As of Jan., 11, the Senate has confirmed 23 federal judges including one to the U.S. Supreme Court, 10 U.S. District Court judges and 12 for the U.S. Courts of Appeals.

Vanita Gupta, president and CEO of the Leadership Conference on Civil and Human Rights and a participant in Norton’s event, said Trump’s heavy favoritism towards Whites is disturbing.

“President Trump has only nominated two women of color,” Gupta said. “In fact, Trump has replaced at least 10 of Obama’s nominees of color with White nominees. Bringing diverse experiences and perspectives to the bench allows judges to make better informed decisions and increases public confidence in our justice system.”

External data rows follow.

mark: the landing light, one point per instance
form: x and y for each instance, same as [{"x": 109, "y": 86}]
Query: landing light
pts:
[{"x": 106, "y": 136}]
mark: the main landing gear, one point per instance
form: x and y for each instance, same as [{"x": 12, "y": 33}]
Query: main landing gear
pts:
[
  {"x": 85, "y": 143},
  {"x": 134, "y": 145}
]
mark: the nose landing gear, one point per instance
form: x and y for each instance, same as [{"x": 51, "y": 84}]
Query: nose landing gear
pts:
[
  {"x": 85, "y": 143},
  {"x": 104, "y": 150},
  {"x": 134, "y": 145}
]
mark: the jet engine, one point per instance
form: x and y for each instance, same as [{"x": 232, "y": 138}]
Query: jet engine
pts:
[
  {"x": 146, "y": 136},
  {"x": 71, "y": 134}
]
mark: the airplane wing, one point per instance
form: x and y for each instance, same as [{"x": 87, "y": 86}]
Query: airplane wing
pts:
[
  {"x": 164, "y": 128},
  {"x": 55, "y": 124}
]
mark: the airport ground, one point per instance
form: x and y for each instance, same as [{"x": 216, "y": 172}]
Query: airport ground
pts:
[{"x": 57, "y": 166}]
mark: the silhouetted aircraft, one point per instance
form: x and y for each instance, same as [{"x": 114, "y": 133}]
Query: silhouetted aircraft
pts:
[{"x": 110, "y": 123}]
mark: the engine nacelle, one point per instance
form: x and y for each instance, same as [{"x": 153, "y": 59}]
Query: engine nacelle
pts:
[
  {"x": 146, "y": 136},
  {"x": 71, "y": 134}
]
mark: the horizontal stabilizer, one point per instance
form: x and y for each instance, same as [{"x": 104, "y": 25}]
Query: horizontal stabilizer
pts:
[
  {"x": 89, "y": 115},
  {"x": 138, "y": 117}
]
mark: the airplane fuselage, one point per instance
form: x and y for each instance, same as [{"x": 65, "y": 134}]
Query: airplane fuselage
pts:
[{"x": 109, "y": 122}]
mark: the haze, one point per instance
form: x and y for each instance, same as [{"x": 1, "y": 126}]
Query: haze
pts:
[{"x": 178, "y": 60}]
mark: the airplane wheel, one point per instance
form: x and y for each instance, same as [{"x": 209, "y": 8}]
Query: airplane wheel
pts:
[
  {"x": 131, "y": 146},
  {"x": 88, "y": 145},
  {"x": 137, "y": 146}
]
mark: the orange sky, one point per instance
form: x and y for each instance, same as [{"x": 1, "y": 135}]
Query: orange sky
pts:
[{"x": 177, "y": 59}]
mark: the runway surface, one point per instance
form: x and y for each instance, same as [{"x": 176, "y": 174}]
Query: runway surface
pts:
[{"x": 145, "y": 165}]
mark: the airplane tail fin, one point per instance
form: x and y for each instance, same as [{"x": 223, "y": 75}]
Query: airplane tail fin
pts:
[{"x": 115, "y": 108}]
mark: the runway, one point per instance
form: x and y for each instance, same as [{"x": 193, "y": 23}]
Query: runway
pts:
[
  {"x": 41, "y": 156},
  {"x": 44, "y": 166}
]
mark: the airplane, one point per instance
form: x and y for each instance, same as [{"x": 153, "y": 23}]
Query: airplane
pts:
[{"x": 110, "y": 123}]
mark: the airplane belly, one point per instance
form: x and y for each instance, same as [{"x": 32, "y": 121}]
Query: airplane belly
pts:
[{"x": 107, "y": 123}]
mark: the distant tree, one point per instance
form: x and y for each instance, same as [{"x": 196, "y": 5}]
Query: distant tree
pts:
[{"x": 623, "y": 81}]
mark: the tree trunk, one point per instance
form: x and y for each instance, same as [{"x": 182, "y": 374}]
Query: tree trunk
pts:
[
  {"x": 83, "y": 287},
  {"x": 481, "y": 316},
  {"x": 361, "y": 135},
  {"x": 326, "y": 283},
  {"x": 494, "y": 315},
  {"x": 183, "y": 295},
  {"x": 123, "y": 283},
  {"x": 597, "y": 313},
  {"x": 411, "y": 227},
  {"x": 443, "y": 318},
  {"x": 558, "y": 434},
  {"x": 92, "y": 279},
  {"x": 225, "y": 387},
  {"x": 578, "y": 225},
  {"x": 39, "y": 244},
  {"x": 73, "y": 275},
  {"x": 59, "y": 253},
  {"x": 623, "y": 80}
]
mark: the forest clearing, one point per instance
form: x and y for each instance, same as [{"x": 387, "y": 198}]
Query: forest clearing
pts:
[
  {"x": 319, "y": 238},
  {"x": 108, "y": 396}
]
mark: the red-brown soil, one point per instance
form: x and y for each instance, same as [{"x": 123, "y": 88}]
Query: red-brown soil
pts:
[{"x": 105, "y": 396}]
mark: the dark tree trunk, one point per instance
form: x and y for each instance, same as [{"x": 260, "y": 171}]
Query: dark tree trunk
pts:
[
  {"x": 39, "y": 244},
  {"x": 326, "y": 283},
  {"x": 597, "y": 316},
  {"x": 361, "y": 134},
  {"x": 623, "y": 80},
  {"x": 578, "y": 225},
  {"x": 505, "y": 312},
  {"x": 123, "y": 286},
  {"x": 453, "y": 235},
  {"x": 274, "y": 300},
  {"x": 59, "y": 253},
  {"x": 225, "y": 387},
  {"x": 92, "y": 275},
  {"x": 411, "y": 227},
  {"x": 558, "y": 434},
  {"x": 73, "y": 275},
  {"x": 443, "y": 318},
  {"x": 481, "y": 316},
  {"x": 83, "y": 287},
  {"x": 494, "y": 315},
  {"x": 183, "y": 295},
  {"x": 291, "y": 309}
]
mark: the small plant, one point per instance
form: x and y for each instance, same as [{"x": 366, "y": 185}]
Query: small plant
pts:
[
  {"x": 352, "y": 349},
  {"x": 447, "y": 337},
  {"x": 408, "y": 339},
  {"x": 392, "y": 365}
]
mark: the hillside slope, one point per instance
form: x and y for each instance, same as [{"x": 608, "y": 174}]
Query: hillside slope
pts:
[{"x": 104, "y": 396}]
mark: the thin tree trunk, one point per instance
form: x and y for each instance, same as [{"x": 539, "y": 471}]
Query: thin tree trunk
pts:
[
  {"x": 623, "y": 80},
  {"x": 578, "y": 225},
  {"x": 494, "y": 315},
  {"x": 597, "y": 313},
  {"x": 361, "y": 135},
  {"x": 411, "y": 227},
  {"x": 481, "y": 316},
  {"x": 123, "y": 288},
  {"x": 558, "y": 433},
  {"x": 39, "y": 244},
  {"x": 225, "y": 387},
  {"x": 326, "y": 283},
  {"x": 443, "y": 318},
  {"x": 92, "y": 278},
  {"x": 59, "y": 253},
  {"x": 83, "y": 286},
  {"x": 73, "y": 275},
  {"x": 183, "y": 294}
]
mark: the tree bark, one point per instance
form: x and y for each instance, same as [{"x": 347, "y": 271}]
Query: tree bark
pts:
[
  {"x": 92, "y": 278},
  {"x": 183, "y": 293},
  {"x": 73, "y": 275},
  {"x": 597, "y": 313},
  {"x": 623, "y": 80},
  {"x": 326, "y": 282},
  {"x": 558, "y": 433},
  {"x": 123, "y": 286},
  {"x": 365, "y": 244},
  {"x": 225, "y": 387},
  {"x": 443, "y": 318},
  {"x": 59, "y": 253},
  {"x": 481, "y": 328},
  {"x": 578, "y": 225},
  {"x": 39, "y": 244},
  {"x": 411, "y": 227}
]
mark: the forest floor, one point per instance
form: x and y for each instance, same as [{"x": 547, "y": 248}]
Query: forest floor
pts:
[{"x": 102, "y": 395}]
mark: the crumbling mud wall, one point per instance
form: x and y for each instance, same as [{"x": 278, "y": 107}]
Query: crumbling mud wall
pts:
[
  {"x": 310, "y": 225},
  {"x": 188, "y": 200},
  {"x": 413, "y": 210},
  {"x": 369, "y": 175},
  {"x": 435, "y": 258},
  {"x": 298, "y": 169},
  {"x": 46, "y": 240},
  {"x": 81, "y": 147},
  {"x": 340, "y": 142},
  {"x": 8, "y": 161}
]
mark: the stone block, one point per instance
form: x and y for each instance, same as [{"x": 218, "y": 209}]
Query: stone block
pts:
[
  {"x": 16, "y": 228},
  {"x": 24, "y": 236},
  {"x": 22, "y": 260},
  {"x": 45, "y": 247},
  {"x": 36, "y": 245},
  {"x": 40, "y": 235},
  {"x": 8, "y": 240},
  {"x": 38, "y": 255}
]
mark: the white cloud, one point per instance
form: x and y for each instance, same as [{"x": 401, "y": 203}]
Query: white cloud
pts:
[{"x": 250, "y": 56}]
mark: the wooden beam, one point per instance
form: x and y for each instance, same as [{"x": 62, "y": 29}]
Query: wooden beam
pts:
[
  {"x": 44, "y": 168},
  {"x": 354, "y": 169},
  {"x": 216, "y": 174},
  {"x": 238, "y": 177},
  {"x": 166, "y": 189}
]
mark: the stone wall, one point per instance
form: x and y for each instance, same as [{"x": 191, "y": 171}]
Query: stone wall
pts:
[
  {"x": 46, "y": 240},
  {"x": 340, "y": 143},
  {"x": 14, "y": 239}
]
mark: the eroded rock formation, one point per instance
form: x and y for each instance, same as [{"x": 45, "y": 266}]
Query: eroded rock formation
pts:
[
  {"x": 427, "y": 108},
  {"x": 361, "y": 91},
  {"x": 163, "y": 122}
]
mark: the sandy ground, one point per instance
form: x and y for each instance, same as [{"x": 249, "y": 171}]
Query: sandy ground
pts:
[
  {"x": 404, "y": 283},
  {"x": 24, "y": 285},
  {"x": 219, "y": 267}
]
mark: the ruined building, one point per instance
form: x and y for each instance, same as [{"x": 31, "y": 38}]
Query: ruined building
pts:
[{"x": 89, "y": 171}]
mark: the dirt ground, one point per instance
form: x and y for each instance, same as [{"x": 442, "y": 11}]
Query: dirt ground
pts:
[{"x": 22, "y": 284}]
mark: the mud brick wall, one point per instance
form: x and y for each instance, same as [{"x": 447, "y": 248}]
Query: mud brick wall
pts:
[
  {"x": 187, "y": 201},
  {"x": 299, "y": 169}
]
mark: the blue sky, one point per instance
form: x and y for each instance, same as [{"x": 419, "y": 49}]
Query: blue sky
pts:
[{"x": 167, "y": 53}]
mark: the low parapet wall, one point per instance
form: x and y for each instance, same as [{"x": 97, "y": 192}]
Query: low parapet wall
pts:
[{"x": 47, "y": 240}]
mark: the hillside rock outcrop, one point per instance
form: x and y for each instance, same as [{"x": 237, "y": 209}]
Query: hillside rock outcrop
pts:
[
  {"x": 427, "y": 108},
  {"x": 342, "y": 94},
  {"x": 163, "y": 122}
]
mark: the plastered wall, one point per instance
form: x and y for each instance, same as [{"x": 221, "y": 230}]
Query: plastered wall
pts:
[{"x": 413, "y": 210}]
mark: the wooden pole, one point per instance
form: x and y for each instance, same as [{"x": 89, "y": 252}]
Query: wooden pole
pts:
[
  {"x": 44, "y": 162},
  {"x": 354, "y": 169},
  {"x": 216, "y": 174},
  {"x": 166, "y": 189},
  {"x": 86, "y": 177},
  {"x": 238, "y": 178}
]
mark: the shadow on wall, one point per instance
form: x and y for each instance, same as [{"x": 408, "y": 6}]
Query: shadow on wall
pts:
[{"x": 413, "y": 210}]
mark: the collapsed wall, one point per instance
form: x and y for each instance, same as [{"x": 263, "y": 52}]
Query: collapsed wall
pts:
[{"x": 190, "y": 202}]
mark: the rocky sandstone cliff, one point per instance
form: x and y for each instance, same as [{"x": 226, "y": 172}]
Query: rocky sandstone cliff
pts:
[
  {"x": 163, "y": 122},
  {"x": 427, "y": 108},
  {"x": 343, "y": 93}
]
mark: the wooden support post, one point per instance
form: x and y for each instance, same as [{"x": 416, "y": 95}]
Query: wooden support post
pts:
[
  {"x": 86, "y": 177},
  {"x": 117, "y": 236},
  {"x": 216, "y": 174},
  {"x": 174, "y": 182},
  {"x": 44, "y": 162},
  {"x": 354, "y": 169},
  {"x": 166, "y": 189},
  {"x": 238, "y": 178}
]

Gupta used the example of the Eastern District Court of North Carolina as an example of Trump’s preferences towards Whites, particularly White males. She said that two Black females were nominated by President Obama to fill district court vacancies, Jennifer May-Parker and Patricia Timmons-Goodson, but they were denied a hearing by the U.S. Senate. Trump, said Gupta, nominated Thomas Farr, a White male who had strong ties to the late conservative senator, Jesse Helms, to the position. Gupta said that nominees such as Farr must be fought and exposed to the public.

Johnny Barnes, a civil rights attorney in the District of Columbia and the former head of the city’s ACLU, told the AFRO that he too is troubled by Trump’s high percentage of Whites on the federal judiciary.

“It would seem that this is in line with Trump’s policies trying to exclude people of color,” Barnes said. “He is using the judiciary in that way. There is an unspoken view among some Whites that others are trying to take over and he has bought into that.”

Barnes said that unlike President Reagan, who nominated a lot of conservatives to the federal bench during his term from 1981-1989, Reagan was a “conservative in the truest sense while Trump is a racist in the truest sense.”

Barnes said that people of goodwill must fight Trump’s “attempt to stack the judiciary to save White people. We must stand up and speak out. If not, he can be more impactful than Reagan.”